Booker did it on April 12, dashing safely for home with two outs in the bottom of the 10th inning of a tie game to beat the Carolina Mudcats.

“He’s got a tool that plays in the major leagues and that’s obviously his speed and he has some contact ability,” Getz said. “He’s certainly on a pretty good offensive team that creates situations for him to utilize his speed. (Winston-Salem manager) Omar (Vizquel) has done a really great job using him with a crowded outfield and he’s really answered the bell.”

The Winston-Salem outfield that Getz mentions is so cramped it’s borderline humorous. There’s Booker, Rutherford, Basabe and 2016 3rd round pick Alex Call. Micker Adolfo is also an outfielder, being used as a full-time DH while he deals with a sprained UCL and strained flexor tendon in his throwing arm. Then there’s prized outfield prospect Luis Robert who will begin his minor league career with the Dash once his sprained thumb heals, likely sometime in May.  

Could this create a logjam in the White Sox outfield if all of them are ready for the majors around the same time?

“I certainly hope so. The optimist in me will say yes that’s going to happen,” Getz said. “Each guy has a different skill set.
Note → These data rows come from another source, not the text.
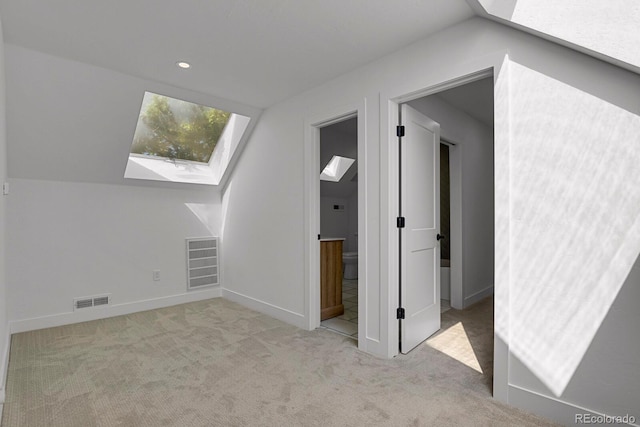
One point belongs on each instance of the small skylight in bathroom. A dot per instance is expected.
(336, 168)
(179, 141)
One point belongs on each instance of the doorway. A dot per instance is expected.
(339, 227)
(466, 275)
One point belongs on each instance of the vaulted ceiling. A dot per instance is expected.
(252, 51)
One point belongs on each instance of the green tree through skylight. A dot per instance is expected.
(177, 129)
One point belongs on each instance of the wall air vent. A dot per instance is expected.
(88, 302)
(202, 262)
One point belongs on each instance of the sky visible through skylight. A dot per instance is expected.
(180, 141)
(176, 129)
(336, 168)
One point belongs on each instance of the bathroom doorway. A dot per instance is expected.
(339, 227)
(466, 151)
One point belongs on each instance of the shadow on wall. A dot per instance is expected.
(572, 157)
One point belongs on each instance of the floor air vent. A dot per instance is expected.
(88, 302)
(202, 262)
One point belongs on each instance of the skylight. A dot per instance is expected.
(180, 141)
(336, 168)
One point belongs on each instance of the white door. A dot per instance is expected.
(420, 207)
Some guys have power, some guys have speed, some guys have really good hitting ability, and some have defense, so from an organization standpoint, it’s a great place to be in because you can pick and choose what the major league team needs at a certain juncture.”

As for Booker, it will be interesting to see if his splashy start to the season has some staying power. He doesn’t have to match those gaudy April numbers, but after slashing .233/.284/.296 in 208 plate appearances for Winston-Salem last season, something seems to have clicked this time around.

“If he continues to do what he’s doing, and I don’t mean put up a slash line that he’s been doing, he’s going to find himself knocking on the door of the big leagues, just based on the fact that his speed plus the consistent at-bats that he’s given us,” Getz said. “If he does that, then he’s got a chance to be a major league baseball player, one that is attractive to every team in baseball because of what he’s capable of doing and how hard they are to find.”

You don’t have to look hard to find Booker. His name is pasted at the top of the Dash batting order every night. Maybe not for long.

How about a few other underrated White Sox prospects to watch:

Ryan Burr:  The 24-year-old right-handed reliever has a 2.89 ERA with eight strikeouts in 9.1 innings for Birmingham. Last season with three Class-A teams he combined for a 1.65 ERA with 88 strikeouts and 26 walks in 65.1 IP. Stats say one thing. Watching him pitch says another. High velocity with late life. If he can effectively throw his slider, he could move up fast. White Sox acquired him from Arizona in August for internationals signing bonus pool money.  

Matt Rose: An easily overlooked player in the Jose Quintana blockbuster with the Cubs, Rose may not have the upside of Eloy Jimenez and Dylan Cease, but he’s got some pop in that bat of his. Monday against Biloxi, Rose went 3-for-5 with two home runs and a career-high 6 RBIs. In 23 games, the 6-4 corner infielder is .282/.330/.494 with five home runs and 14 RBI.

Laz Rivera: He’s a 23-year-old infielder chosen in the 28th round by the White Sox in 2017. That doesn’t exactly jump off the page, but he’s a gamer. So far with Class-A Kannapolis, he’s .333/.356./.471 with two home runs and 9 RBI. 

A scout for Baseball Census might have summed Rivera up perfectly when he saw him play in the Arizona League last summer: “Seemed to be in the middle of everything the AZL White Sox did in multiple viewings this summer; rally starter, table setter, defensive leader, etc. Consensus top AZL prospects aside, Laz Rivera is my pick for an under-the-radar guy I liked the most this summer in Arizona; grew on me more each time I saw him.”